The imputation in February that Governor Scott Walker had brought Wisconsin to a standstill to further the interests of Koch Industries was of course ridiculous. But it also demonstrated the power of the left-wing vilification machine. As the assaults piled up Charles couldn’t help thinking of Schopenhauer’s “Art of Controversy.” The German philosopher had noted that people who can’t win an argument through reason attack their opponent’s motivation. “I thought I was cynical enough,” Charles said. “But that was pretty shocking, to see what we’re up against, or what the country’s up against: to have an element like this.”

The left’s inability to understand where the Kochs were coming from puzzled Charles and David. Wasn’t it obvious that small government and free markets resulted in a better world? “Why don’t we teach in schools things that make society more prosperous, and more peaceful, and people will respect each other more? It’s a strange thing, isn’t it?” said Charles. “It’s unbelievable how they distort what your message is!” said David.

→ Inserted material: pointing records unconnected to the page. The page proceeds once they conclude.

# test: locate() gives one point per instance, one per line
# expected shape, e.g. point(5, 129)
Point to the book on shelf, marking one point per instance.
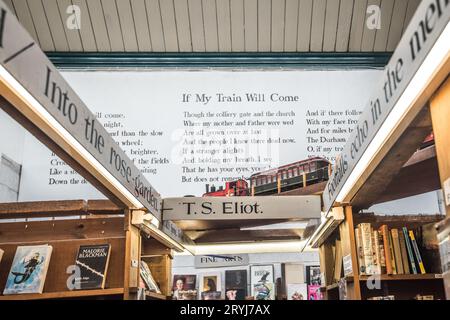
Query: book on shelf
point(384, 232)
point(147, 276)
point(405, 262)
point(360, 250)
point(28, 270)
point(376, 252)
point(417, 252)
point(366, 234)
point(397, 251)
point(93, 261)
point(338, 261)
point(389, 250)
point(389, 297)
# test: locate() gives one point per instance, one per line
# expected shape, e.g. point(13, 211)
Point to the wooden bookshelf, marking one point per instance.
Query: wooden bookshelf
point(66, 294)
point(84, 223)
point(360, 287)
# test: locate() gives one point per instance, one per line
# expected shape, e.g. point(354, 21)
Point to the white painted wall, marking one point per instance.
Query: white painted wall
point(183, 264)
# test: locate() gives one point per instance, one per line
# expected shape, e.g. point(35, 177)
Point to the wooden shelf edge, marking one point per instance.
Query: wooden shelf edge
point(401, 277)
point(64, 294)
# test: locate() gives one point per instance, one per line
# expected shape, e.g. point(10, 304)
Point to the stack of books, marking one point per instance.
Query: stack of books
point(387, 251)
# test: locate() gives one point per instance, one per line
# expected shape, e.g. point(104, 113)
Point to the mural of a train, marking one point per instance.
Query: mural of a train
point(275, 180)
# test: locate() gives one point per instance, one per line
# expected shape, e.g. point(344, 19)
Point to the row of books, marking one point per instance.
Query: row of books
point(30, 265)
point(387, 251)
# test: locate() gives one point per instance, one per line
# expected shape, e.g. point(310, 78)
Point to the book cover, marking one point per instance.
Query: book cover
point(297, 291)
point(401, 239)
point(384, 232)
point(314, 292)
point(313, 275)
point(211, 295)
point(338, 261)
point(376, 252)
point(409, 250)
point(28, 270)
point(93, 262)
point(391, 250)
point(366, 234)
point(397, 251)
point(183, 286)
point(235, 284)
point(147, 276)
point(382, 253)
point(262, 282)
point(417, 252)
point(360, 250)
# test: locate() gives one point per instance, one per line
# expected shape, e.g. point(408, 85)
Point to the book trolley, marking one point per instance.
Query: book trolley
point(67, 225)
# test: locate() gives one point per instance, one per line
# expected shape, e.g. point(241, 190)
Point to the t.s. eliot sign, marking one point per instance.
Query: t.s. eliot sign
point(221, 260)
point(26, 62)
point(430, 19)
point(235, 208)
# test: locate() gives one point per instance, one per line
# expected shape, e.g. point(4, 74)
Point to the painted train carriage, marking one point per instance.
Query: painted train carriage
point(294, 175)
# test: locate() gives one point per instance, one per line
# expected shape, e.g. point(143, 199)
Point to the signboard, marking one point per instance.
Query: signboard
point(26, 62)
point(430, 19)
point(236, 208)
point(213, 261)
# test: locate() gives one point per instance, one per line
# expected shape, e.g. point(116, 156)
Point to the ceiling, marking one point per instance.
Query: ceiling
point(215, 25)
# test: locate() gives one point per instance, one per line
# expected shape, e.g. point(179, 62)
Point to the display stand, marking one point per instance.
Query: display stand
point(402, 286)
point(65, 225)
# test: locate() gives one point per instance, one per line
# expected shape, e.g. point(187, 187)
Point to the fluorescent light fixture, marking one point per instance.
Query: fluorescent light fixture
point(415, 87)
point(42, 113)
point(280, 226)
point(252, 247)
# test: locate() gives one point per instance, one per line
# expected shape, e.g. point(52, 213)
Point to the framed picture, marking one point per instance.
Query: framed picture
point(313, 276)
point(314, 292)
point(297, 291)
point(183, 284)
point(262, 282)
point(210, 283)
point(235, 284)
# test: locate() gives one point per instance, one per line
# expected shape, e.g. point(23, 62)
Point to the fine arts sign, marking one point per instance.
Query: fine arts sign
point(430, 19)
point(26, 62)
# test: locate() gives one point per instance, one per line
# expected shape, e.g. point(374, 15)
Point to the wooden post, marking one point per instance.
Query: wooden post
point(440, 117)
point(348, 243)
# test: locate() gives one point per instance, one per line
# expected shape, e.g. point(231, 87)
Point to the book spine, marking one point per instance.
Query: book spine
point(366, 235)
point(360, 251)
point(401, 239)
point(382, 256)
point(387, 253)
point(397, 252)
point(376, 250)
point(416, 250)
point(391, 250)
point(409, 249)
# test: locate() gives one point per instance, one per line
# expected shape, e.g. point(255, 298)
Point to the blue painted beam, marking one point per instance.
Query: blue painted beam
point(100, 60)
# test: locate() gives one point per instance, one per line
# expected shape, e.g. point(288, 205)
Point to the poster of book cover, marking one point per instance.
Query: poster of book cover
point(28, 270)
point(262, 282)
point(314, 292)
point(313, 276)
point(211, 295)
point(235, 284)
point(210, 283)
point(183, 287)
point(297, 291)
point(93, 262)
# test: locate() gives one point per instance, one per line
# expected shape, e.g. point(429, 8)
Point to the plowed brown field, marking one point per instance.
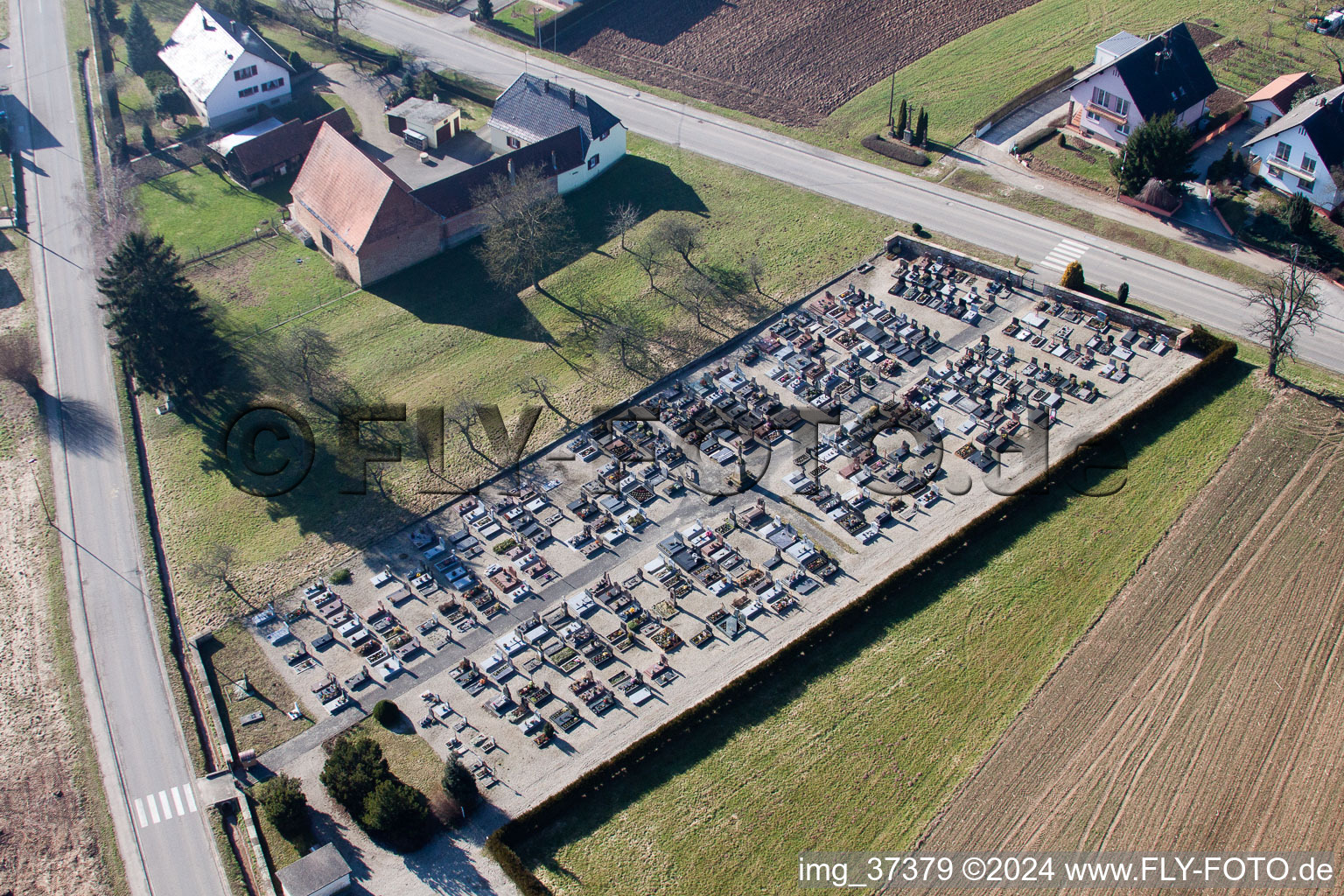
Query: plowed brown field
point(1206, 707)
point(789, 60)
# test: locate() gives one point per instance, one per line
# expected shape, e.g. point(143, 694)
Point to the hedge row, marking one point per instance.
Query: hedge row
point(895, 150)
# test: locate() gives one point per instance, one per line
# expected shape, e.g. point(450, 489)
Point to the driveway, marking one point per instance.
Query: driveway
point(368, 98)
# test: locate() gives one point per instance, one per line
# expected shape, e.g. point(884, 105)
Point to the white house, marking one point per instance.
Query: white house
point(225, 67)
point(1273, 101)
point(1303, 152)
point(534, 109)
point(1133, 80)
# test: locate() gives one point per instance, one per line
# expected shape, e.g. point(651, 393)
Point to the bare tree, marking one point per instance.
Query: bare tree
point(620, 220)
point(330, 14)
point(306, 355)
point(20, 361)
point(541, 388)
point(1286, 303)
point(217, 566)
point(680, 236)
point(528, 231)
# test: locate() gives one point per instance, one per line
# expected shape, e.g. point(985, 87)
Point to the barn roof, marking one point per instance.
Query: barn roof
point(554, 155)
point(538, 108)
point(358, 199)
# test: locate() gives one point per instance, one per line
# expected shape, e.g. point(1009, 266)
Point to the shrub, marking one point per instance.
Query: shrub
point(1298, 214)
point(460, 783)
point(388, 713)
point(285, 805)
point(895, 150)
point(353, 771)
point(1073, 277)
point(398, 813)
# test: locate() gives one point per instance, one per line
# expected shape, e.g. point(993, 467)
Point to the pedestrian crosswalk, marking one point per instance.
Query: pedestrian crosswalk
point(156, 808)
point(1068, 250)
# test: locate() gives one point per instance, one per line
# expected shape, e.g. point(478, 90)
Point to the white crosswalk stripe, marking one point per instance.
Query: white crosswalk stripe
point(159, 806)
point(1068, 250)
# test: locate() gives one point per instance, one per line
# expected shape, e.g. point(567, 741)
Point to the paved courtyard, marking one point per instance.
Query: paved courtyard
point(648, 564)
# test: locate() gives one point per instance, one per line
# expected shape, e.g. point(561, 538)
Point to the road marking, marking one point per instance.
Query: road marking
point(1068, 250)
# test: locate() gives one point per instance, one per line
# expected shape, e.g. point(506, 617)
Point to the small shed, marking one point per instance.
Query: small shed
point(425, 124)
point(318, 873)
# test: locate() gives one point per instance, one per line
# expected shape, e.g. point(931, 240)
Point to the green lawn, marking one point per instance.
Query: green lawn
point(396, 339)
point(519, 17)
point(1077, 158)
point(231, 654)
point(859, 745)
point(1146, 241)
point(202, 210)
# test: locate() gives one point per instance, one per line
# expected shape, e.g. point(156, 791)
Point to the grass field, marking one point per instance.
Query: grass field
point(1200, 677)
point(863, 740)
point(231, 654)
point(393, 343)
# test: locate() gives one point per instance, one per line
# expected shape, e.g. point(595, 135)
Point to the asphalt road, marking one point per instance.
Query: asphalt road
point(164, 837)
point(449, 40)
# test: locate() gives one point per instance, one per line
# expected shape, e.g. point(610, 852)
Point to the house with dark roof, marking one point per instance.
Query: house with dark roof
point(371, 223)
point(534, 109)
point(228, 70)
point(321, 872)
point(1303, 152)
point(1133, 80)
point(269, 150)
point(1276, 98)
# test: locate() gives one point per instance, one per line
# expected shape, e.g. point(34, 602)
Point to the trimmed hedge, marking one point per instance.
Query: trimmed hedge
point(895, 150)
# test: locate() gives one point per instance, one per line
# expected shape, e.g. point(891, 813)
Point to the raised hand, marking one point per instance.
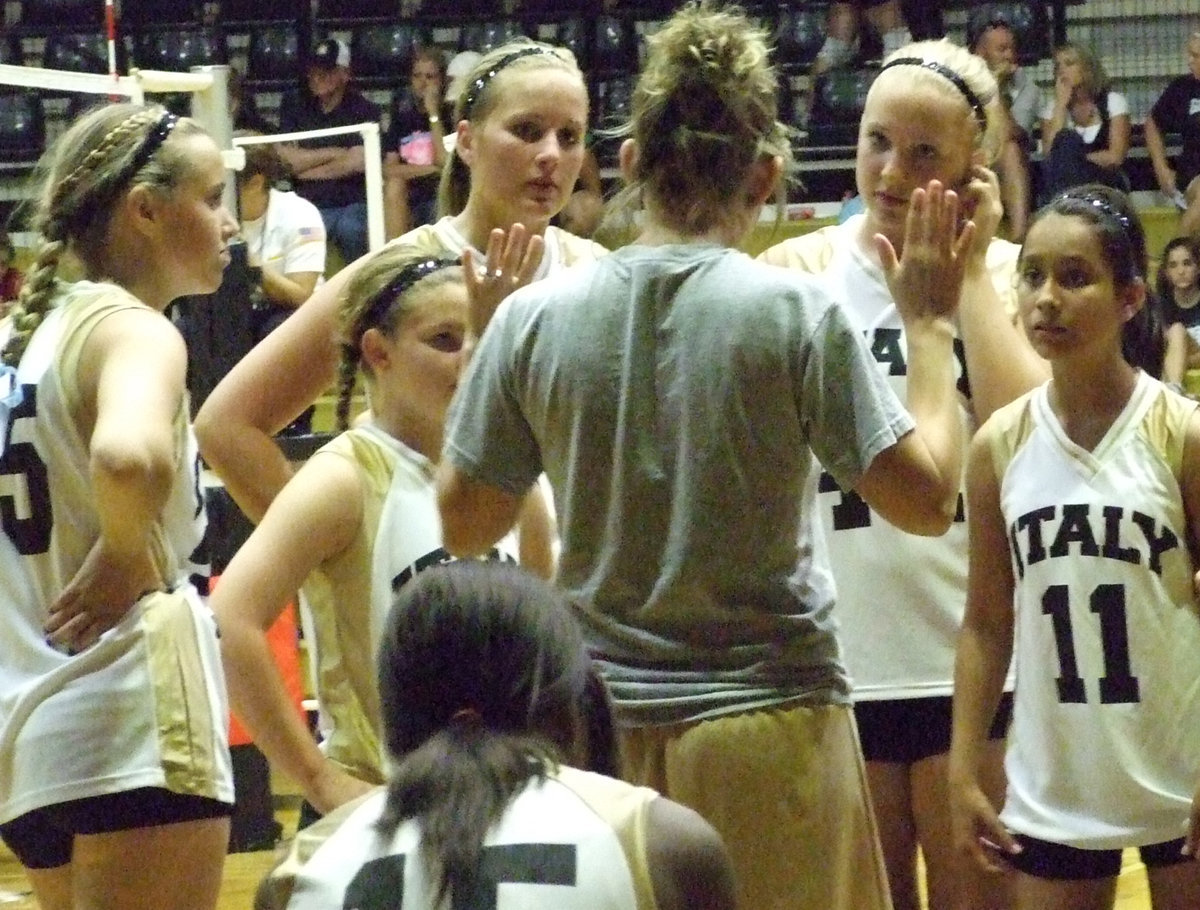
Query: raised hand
point(925, 281)
point(513, 259)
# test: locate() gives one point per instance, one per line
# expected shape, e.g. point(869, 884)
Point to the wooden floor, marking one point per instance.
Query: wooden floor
point(244, 872)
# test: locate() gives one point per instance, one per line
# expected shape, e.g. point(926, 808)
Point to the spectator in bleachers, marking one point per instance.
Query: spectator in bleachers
point(285, 238)
point(1179, 299)
point(10, 275)
point(329, 171)
point(893, 22)
point(990, 35)
point(243, 108)
point(414, 148)
point(1177, 111)
point(1085, 125)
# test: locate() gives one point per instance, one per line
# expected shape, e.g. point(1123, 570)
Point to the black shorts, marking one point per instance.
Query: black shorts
point(907, 730)
point(1044, 860)
point(43, 838)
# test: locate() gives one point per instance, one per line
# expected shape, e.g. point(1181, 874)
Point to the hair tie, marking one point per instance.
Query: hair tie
point(154, 141)
point(952, 77)
point(480, 83)
point(400, 285)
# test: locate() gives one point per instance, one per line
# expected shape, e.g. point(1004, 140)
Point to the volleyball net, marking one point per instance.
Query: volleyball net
point(209, 97)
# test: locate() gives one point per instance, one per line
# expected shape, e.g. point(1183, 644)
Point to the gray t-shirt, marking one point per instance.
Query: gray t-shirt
point(675, 395)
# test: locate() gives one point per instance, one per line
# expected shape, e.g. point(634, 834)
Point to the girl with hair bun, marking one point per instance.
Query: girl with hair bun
point(355, 522)
point(495, 723)
point(520, 127)
point(112, 701)
point(1084, 509)
point(676, 393)
point(933, 113)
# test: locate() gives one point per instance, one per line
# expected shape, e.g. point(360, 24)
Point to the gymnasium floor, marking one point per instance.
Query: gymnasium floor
point(244, 872)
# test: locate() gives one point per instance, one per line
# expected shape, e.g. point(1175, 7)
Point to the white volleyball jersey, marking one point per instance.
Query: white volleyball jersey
point(1104, 747)
point(574, 842)
point(144, 706)
point(900, 597)
point(347, 598)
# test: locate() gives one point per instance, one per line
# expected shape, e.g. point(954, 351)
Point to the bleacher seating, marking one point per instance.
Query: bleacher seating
point(179, 49)
point(22, 130)
point(273, 55)
point(485, 35)
point(838, 101)
point(234, 12)
point(159, 13)
point(76, 52)
point(61, 15)
point(799, 34)
point(382, 53)
point(357, 11)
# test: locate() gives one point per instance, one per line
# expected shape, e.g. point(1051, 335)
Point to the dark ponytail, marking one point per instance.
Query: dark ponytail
point(483, 677)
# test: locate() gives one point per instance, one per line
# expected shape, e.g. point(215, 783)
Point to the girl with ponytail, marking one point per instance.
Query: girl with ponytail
point(491, 713)
point(358, 521)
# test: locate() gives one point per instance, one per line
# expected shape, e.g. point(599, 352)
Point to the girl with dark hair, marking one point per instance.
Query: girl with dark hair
point(485, 690)
point(1084, 510)
point(353, 525)
point(113, 713)
point(1179, 294)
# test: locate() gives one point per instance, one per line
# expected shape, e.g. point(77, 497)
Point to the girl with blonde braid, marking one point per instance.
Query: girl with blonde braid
point(112, 702)
point(357, 521)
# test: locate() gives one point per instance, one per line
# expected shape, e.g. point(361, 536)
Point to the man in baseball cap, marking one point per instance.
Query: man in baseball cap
point(329, 171)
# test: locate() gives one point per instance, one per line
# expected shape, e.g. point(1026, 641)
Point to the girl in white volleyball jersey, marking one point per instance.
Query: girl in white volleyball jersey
point(520, 124)
point(933, 112)
point(1084, 503)
point(115, 772)
point(358, 520)
point(485, 688)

The Kochs thought their aim was to increase the standard of living for everyone. The way to do this, they believed, was by applying to society the same methods that had grown their company.

To Charles, the call for bigger government was egalitarianism run amok. Liberals, he thought, fetishized equality of condition at the expense of personal liberty. “They cannot stand that some people are better off than others,” Charles said. “I think part of it fits Mencken’s definition of a Puritan: someone that’s miserable because he knows that someone, somewhere, is enjoying himself. He cannot stand that. And I think they all slept through Economics 101.”

The controversy surrounding the Koch brothers was a classic illustration of the saying that liberals think conservatives are evil while conservatives think liberals are stupid. For the engineer Kochs, devotees of the “science of human liberty,” the answer to the social problem was as clear cut as a blueprint for an oil fractionation device. They assumed that if you educated people in the laws of economics, they would see the light. “I can’t figure out how they can look at the data and not see the overwhelming benefits of the free market,” said Richard Fink. “I just don’t understand it.” The Kochs’ critics, it turned out, had no interest in the truth about them. What made the Kochs interesting was their usefulness as symbolic enemies: objects of the progressives’ latest two minutes’ hate.

The raw emotions and mindless smears left employees of Koch Industries hurt and befuddled. They kept searching for an answer. It was as if the universe had turned upside down. “All of us are given something, some more than others, and it’s up to us to build on it,” said Koch Minerals executive Steve Tatum. “Charles and David did. They built on what they inherited from their family. Hopefully, I have too. And I inherited nothing but a little help with college.

“What doesn’t seem right is when a person works to get through college, gets a degree, works for 25 years to become successful—and now you’re the bad guy,” Tatum said. “And I think, that’s the American dream, isn’t it?”

Tatum reclined in his chair and extended his hands, palms up. “Isn’t that what we want for everyone?”

Matthew Continetti is the opinion editor of The Weekly Standard and the author, most recently, of The Persecution of Sarah Palin: How the Elite Media Tried to Bring Down a Rising Star (Sentinel).